Era a confirmação do fenômeno visto no Rio de Janeiro: na cidade da atriz Rafaela Azevedo, 12 mil pessoas assistiram ao espetáculo —que não teve patrocínio e foi feito por financiamento coletivo— em seis meses. Nesta semana, os ingressos para uma única apresentação marcada para o fim de julho em Belo Horizonte se esgotaram em menos de uma hora.
As plateias lotadas e majoritariamente femininas recebem o trabalho com gritos, gargalhadas e lágrimas. Já os homens (hétero), levados até ali por curiosidade ou incentivo das companheiras, se encolhem constrangidos. Com toda razão.
Fran, alter ego da roteirista e palhaça Rafaela, dá a eles o veneno que nós tomamos desde que nascemos.
Cínica, charmosa e sedutora, ela vive num mundo em que mulheres dominam, transformando homens em objetos de desejo e motivo de chacota. Como acontece no mundo real, só que ao contrário.
O humor da palhaça escancara e inverte situações abusivas —sexuais e morais— que a protagonista já enfrentou. A misoginia no seu meio, historicamente dominado por homens, a fez romper com as tradições e buscar as suas próprias palhaçadas.
Como Rafaela/Fran diz, ela usa o humor para se comunicar com seu maior inimigo. E uma das armas é o ponto mais sensível dos homens: ela entra no palco empunhando um microfone em formato de pênis, mas um pênis de quase 40 cm. O sexo deles é o brinquedo dela.
Encarando a plateia, fantasiada de gorila, ela busca os machos com o olhar. E vai chegando perto, assertiva: quer ver se a roupa está marcando o que eles têm no meio das pernas. Se podem sentar perto um do outro. Se podem se acariciar. Ela gosta de ver os homens se beijando, se pegando. No limite, os subjuga para sentirem um pouco da violência que enfrentamos.
A quem acusa Rafaela/Fran de misandria, o ódio contra homens, ela explica que essa é uma falsa equivalência usada por quem não quer perder seus privilégios.
"Misandria não existe, não se equivale à misoginia. Por isso é humor. A misoginia existe, mulheres morrem diariamente apenas por serem mulheres", responde a atriz. "A gente sofre violência psíquica, emocional, física. Posso ser a maior palhaça, a atriz mais renomada, sempre vai ter um homem para me lembrar que eu sou uma mulher fazendo isso."

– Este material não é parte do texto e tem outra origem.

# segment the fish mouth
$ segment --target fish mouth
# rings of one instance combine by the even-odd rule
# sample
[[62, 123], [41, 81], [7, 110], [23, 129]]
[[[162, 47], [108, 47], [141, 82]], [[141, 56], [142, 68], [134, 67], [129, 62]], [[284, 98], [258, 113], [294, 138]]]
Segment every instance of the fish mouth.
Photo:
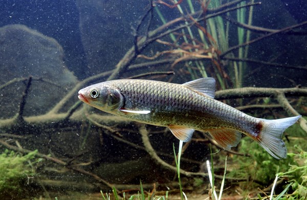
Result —
[[82, 93], [80, 93], [80, 92], [79, 92], [78, 93], [79, 95], [78, 96], [78, 98], [79, 98], [80, 100], [82, 101], [84, 103], [90, 104], [90, 102], [89, 102], [86, 98]]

Contra essas violências todas, o alter ego de Rafaela não reclama nem briga. "A gente só brinca de se colocar no centro, que é um lugar dado aos homens desde sempre. Então recebo muito feedback de mulheres que estavam carentes desse tipo de representatividade."

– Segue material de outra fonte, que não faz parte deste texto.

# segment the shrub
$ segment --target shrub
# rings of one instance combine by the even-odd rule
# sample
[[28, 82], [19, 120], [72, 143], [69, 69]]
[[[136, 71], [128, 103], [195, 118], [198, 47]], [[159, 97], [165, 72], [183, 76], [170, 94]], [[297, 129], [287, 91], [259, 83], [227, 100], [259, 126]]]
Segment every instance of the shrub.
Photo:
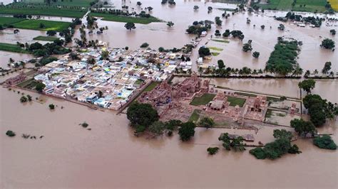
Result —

Fran fala de violência, mas não do lugar de vítima do machismo. "E nem no lugar da boazinha, da grande mãe ou da deusa, que não pode errar. A Fran se deu o direito de ser humana. Ser palhaça é ser humana. Sinto que as mulheres respiram aliviadas porque a gente não precisa ser idealizada e nem atacada. Podemos simplesmente ser respeitadas."
Enquanto a Fran se prepara para voltar a São Paulo no segundo semestre e rodar outras cidades do país, sua criadora quer ir ainda mais longe.
Contra a ideia de rivalidade feminina ou de que um próximo fenômeno substituirá Fran e levará o assunto embora, Rafaela juntará forças com outra atriz que faz sucesso nas redes com um trabalho parecido.
Claudia Campolina, autora da websérie "Mundo invertido", também usa a comédia para se colocar no centro e debochar das situações machistas. No mundo criado por ela, são as mulheres que usam os homens, traem, descartam "pingolas desgastadas" e que assediam funcionários.
"Sou fã dela. Fazemos um trabalho semelhante, é bom que a gente se una", afirma Rafaela. "Queremos levar o 'Mundo Invertido' da Claudia Campolina para o teatro. E vou com todo prazer e honra fazer parte da equipe criativa, na direção e na dramaturgia, ao lado dela."
Como diz Rafaela, a Fran é "uma pedrinha jogada no rio". "Pra reverberar, a gente precisa de novas referências. Ela é uma possibilidade de nova construção de personagem e de personalidade feminina."